Summary: | 碩士 === 中原大學 === 電子工程研究所 === 97 === Abstract
Data description and classification are interesting and important tasks which are applied widely in supervised learning. In this thesis, three supervised learning methods are considered: k-Nearest Neighbor (k-NN), Support Vector Data Description (SVDD) and Support Vector Machine (SVM).
Feature selection in supervised learning is useful to find a feature subset that produces higher classification accuracy. Both forward selection based wrapper and correlation based filter approaches are considered in this thesis. Correlation between features and class label is measured using entropy and information gain (IG) while feature-feature correlation is calculated using Pearson correlation. This study compares the performance of three classifiers (k-NN, SVDD and SVM) with and without feature selection. It is expected that the classifiers with the proposed feature selection methods will perform better than the classifiers without feature selection. In addition, the selected feature subset can be used to describe data structure no matter what classifier types or feature selection methods are used.

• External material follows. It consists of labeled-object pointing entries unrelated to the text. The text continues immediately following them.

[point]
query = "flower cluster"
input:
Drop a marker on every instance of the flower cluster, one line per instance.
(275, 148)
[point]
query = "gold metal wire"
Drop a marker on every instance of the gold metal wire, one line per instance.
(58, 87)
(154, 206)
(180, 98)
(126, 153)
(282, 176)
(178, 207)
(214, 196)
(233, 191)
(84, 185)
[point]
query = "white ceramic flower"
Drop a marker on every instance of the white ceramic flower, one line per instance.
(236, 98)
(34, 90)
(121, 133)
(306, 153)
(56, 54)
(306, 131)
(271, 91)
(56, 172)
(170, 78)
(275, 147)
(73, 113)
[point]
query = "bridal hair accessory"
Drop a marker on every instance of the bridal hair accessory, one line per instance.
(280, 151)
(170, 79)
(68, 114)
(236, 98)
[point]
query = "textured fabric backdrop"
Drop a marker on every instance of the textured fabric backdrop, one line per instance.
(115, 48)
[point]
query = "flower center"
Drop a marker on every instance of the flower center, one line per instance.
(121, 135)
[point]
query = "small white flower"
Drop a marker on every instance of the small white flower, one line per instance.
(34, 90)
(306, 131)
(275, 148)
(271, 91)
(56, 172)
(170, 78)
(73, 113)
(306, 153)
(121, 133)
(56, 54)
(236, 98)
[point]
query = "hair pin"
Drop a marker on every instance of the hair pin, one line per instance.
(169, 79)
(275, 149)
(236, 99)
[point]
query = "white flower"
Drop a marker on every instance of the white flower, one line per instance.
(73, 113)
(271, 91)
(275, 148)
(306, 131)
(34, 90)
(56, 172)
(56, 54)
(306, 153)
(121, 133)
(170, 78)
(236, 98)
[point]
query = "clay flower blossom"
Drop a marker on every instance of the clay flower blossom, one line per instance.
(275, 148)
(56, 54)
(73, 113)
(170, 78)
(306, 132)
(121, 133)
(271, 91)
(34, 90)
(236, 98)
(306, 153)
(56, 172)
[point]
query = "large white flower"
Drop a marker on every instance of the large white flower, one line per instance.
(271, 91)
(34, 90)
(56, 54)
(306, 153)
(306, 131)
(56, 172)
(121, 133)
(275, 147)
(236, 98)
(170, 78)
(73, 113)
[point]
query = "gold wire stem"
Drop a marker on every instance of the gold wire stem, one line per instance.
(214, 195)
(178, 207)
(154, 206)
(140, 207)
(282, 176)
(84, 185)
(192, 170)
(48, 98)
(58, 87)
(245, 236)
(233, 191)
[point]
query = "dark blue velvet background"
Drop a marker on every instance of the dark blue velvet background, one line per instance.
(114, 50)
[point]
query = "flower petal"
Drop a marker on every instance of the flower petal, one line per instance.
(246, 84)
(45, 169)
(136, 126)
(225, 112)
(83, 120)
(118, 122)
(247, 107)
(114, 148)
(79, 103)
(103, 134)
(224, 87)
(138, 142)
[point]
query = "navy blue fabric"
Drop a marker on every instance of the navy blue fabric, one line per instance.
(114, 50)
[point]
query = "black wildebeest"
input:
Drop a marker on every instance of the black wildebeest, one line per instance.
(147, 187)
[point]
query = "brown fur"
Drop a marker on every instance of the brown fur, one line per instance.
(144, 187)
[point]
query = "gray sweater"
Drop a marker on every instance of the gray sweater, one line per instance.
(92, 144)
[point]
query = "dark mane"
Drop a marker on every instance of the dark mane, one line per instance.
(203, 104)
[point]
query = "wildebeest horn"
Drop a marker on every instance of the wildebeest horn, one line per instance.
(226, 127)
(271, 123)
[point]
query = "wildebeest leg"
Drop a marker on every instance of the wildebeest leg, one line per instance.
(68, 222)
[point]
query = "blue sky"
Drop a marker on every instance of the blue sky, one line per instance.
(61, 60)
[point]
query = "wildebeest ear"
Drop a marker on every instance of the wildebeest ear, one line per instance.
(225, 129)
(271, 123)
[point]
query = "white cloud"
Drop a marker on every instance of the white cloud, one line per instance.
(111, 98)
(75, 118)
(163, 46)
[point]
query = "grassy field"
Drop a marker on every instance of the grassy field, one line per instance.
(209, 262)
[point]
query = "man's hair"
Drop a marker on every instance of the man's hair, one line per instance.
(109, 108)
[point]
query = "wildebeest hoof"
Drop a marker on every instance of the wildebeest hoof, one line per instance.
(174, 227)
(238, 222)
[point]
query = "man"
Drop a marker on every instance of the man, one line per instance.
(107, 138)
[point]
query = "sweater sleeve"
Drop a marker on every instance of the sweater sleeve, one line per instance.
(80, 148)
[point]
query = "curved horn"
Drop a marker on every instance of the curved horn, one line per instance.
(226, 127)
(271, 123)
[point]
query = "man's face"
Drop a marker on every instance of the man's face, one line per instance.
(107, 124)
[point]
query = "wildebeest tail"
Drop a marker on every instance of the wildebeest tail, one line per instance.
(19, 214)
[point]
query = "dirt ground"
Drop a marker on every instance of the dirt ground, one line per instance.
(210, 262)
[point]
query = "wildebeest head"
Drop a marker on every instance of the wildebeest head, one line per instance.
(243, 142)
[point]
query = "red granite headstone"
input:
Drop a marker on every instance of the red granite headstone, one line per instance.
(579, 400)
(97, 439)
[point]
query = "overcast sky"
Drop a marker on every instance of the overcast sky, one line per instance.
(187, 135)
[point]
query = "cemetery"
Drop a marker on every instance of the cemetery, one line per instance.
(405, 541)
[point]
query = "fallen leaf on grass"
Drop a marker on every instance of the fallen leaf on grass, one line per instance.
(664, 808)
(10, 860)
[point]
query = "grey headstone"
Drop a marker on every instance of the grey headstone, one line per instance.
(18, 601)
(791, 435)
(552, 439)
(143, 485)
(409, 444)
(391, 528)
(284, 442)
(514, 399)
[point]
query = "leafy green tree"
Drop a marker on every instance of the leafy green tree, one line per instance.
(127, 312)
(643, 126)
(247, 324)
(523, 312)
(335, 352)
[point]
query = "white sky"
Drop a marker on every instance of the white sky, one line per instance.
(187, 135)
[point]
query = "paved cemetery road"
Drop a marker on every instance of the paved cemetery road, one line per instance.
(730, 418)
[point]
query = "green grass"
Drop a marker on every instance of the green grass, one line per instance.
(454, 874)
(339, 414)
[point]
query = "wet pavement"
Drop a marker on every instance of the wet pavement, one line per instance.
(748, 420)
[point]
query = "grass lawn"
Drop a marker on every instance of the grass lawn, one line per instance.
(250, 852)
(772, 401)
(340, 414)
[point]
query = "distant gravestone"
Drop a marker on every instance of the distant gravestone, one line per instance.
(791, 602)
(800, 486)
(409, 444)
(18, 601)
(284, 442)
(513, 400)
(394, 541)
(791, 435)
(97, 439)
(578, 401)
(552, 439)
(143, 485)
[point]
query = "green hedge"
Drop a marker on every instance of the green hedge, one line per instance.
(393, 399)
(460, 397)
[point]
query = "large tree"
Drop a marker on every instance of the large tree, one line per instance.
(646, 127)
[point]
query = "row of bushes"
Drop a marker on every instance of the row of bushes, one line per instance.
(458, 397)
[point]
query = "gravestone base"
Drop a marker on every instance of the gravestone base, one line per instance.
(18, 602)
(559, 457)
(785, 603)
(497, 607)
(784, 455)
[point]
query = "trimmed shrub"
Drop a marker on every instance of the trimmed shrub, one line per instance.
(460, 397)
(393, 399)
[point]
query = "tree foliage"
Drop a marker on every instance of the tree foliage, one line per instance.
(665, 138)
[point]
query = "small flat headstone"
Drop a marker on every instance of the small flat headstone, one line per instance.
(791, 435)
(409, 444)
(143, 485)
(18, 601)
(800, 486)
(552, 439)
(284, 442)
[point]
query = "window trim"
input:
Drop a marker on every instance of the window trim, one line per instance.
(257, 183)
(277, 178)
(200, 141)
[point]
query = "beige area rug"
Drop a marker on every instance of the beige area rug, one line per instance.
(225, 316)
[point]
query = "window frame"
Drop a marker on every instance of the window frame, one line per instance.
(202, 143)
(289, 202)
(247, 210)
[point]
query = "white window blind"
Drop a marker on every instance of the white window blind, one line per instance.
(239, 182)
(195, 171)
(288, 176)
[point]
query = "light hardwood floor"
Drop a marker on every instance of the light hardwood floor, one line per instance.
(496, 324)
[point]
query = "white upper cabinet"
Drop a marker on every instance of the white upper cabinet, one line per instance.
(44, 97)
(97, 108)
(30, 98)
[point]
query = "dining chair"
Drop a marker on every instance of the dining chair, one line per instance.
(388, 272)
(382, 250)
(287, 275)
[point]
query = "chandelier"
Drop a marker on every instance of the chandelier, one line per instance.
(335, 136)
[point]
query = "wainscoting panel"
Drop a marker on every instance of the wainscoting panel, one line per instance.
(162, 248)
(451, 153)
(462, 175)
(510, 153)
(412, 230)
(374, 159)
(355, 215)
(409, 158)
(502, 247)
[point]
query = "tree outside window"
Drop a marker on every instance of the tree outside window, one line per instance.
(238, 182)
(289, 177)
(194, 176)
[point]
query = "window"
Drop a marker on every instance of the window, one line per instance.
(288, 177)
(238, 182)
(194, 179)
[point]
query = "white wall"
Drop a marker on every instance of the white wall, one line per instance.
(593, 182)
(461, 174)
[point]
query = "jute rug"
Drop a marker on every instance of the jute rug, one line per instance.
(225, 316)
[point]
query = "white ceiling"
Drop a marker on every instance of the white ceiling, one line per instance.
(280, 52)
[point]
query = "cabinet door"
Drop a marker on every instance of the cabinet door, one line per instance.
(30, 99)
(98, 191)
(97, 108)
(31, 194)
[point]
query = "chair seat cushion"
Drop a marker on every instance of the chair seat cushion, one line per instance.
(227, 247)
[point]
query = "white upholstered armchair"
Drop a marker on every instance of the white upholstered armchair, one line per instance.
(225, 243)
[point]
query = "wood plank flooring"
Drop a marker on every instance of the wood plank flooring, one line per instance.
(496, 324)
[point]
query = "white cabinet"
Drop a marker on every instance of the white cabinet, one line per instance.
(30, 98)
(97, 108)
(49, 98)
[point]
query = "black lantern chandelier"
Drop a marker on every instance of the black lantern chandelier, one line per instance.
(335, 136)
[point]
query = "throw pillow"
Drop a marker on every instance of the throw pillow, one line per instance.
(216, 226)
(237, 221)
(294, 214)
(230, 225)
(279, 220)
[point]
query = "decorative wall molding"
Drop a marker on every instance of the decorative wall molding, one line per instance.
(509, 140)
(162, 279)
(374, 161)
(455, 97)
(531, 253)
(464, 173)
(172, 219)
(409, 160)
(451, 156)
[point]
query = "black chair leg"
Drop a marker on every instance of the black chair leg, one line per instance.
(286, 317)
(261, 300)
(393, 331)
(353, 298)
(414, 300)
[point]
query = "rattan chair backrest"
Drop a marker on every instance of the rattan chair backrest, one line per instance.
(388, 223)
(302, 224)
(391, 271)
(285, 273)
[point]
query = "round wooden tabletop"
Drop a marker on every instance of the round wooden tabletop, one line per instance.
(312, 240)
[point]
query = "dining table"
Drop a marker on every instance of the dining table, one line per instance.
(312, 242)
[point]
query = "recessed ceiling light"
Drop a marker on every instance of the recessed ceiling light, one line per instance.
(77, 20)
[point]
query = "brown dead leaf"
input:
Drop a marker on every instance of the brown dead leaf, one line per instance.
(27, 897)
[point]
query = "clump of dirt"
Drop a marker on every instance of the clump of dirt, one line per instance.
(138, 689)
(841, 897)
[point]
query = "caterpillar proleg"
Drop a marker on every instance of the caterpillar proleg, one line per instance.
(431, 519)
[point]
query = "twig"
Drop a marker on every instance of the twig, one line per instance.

The data sample chosen is PIMA Indians diabetes from UCI database. The results show that forward feature selection produces the best feature subset for SVM and 5-NN. In addition, feature selection based on mean information gain and a standard deviation threshold gives the best result for 1-NN classifier and such a selection method can be considered as a substitute for forward selection. It is computationally efficient and the accuracy does not decrease significantly for SVM and 5-NN, as compared to forward selection. Finally, among eight candidate features, glucose level is the most prominent feature for diabetes detection in all classifiers and feature selection methods under consideration. Relevancy measurement in IG can be used to sort from the most important feature to the least significant one. It can be very useful in medical applications such as defining feature prioritization for symptom recognition.